Thank you Liss. FTR. the patch is merged to upstream 5.16-rc6, should be soon in stable 5.15.5
This message is a reminder that Fedora Linux 34 is nearing its end of life. Fedora will stop maintaining and issuing updates for Fedora Linux 34 on 2022-06-07. It is Fedora's policy to close all bug reports from releases that are no longer maintained. At that time this bug will be closed as EOL if it remains open with a 'version' of '34'. Package Maintainer: If you wish for this bug to remain open because you plan to fix it in a currently maintained version, change the 'version' to a later Fedora Linux version. Thank you for reporting this issue and we are sorry that we were not able to fix it before Fedora Linux 34 is end of life. If you would still like to see this bug fixed and are able to reproduce it against a later version of Fedora Linux, you are encouraged to change the 'version' to a later version prior to this bug being closed.

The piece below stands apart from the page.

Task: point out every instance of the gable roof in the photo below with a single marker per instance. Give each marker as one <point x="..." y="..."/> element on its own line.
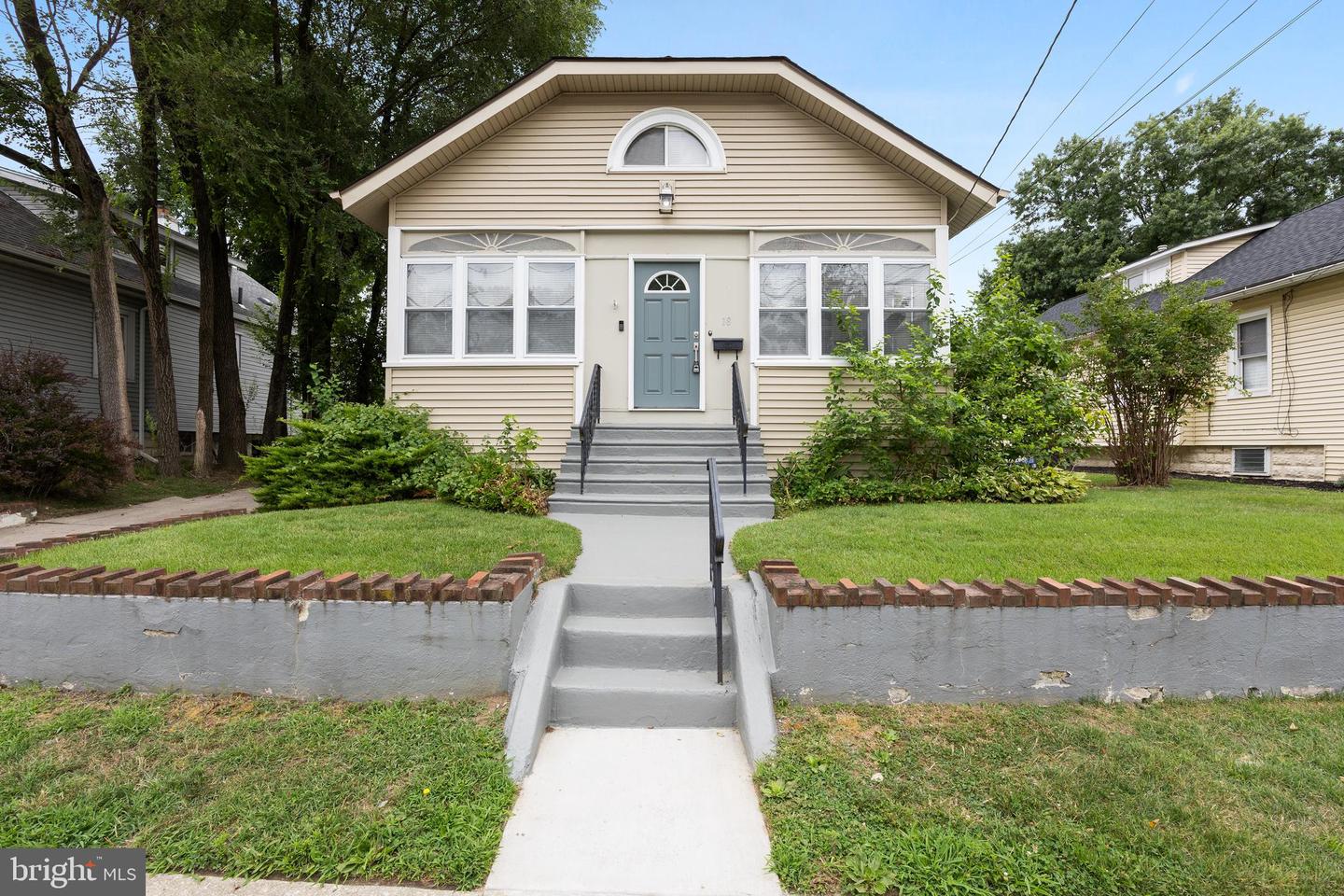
<point x="26" y="232"/>
<point x="367" y="198"/>
<point x="1303" y="246"/>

Fedora Linux 34 entered end-of-life (EOL) status on 2022-06-07. Fedora Linux 34 is no longer maintained, which means that it will not receive any further security or bug fix updates. As a result we are closing this bug. If you can reproduce this bug against a currently maintained version of Fedora please feel free to reopen this bug against that version. If you are unable to reopen this bug, please file a new report against the current release. Thank you for reporting this bug and we are sorry it could not be fixed.